Now, in a recent study in Geophysical Research Letters, Xiaochun Zhang and Ken Caldeira of the Carnegie Institution for Science in Stanford, Calif., compare these two kinds of heating that result from the burning of fossil fuels. And they show that it only takes a relatively brief period of time for the long-term heating caused by the atmospheric carbon dioxide to exceed the short-term heating that we get from burning the fossil fuel in the first place.

“The total amount of heat released upon burning a lump of coal is dwarfed by the total amount of energy trapped in the atmosphere by the CO2 that burning releases,” Caldeira said by e-mail. (Here’s a video that he made to explain the result further.) Moreover, the difference is not small. As Caldeira put it in the video: “Over its lifetime in the atmosphere, if you burn a lump of coal, the greenhouse warming exceeds the direct thermal warming by a factor of 100,000 or more.”

A key reason the differential is so large has to do with the notoriously long atmospheric lifetime of carbon dioxide. “The fossil fuel is burned in an instant, but some of the CO2 remains in the atmosphere for many thousands of years,” note Zhang and Caldeira in their paper.

A recent paper unpacking this in more detail, by University of Chicago geoscientist Raymond Pierrehumbert, reaches a staggering conclusion. It considers a gigantic hypothetical pulse of carbon dioxide large enough to increase atmospheric concentrations to 1250 parts per million over pre-industrial levels (which were 280 parts per million). In 1,000 years, Pierrehumbert finds, concentrations will still be 675 parts per million. The stuff stays up there for many, many human lifetimes. This is why some have suggested that substantial part of global warming is “irreversible.”

Granted, coal, oil and natural gas are all different. The new study by Zhang and Caldeira found that in about 34 days, the warming caused by the greenhouse effect of burning a given quantity of coal has exceeded the heat given off in that burning. For oil, that number was 45 days, and for natural gas, 59 days.

“This won’t come as a surprise to climate scientists, but there’s just never been a peer-reviewed citation for these kinds of numbers, so it’s just good to get it into the literature,” Caldeira said.**

I asked a few scientists to comment on the new paper by Zhang and Caldeira to make sure I was properly understanding its implications. Atmospheric scientist Kerry Emanuel of MIT noted that the paper is “just showing that the heat energy trapped by greenhouse gases exceeds that directly produced by fossil fuel combustion after only a very short time.” However, he added, “if greenhouse gas warming were less by a factor of, say, 10, then the heat trapped would still vastly exceed the heat of combustion after a short time, but we would be less worried about the consequences.”

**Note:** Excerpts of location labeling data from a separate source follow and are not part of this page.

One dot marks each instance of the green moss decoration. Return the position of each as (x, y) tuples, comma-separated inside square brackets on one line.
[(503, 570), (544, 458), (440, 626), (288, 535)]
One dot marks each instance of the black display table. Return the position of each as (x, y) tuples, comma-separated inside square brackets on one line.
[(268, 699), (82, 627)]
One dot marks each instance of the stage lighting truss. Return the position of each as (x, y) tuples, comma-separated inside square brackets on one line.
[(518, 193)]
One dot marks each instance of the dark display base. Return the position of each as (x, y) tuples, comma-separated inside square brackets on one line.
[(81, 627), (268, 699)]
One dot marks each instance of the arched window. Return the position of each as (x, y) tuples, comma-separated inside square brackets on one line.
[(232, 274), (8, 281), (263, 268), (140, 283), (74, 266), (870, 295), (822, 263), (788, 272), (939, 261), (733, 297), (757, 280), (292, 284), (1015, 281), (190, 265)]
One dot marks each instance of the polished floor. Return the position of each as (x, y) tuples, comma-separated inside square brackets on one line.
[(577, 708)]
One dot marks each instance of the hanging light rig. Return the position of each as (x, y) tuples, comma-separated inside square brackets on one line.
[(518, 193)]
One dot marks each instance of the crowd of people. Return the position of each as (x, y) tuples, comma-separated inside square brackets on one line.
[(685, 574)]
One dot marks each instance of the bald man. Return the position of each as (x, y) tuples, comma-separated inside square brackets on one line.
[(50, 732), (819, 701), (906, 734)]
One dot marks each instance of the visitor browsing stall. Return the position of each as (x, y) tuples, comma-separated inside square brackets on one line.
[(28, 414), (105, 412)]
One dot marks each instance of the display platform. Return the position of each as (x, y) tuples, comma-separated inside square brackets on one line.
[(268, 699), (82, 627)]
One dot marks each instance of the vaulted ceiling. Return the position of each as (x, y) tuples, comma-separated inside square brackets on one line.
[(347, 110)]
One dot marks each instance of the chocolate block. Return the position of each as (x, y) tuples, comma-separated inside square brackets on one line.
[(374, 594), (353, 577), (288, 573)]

Michael Mann, a climate researcher at Penn State, made a similar point: “In one case we’re talking about net energy released to do work/generate power/heat, etc. In the other case we’re talking about a redistribution of heat within the atmosphere that isn’t simply related to the former quantity — it is a subtle feature of the particular pollutant being released.” For this reason, Mann wondered about “what that comparison tells us physically.”

Maybe nothing super profound from a physics standpoint. Nonetheless, the comparison between how much energy we get from fossil fuels, and how much heating they leave behind once they’re burned, is hard to forget.

Granted, we shouldn’t neglect what we owe to fossil fuels — a vast amount. And those industrious humans who, in the 1800s, first started the mass burning of coal, driving up atmospheric carbon-dioxide concentrations, could hardly be expected to have known about numbers like these.

We’re still wrapping our minds around them ourselves, and it’s 2015.

** After publication of this article, we became aware that a prior paper, published in 2014 in the journal Fuel by Roger Sathre, actually did perform a similar analysis of the direct heat produced by burning fossil fuels, compared with the greenhouse warming consequences of burning them. Ken Caldeira acknowledged that his literature search missed this prior paper.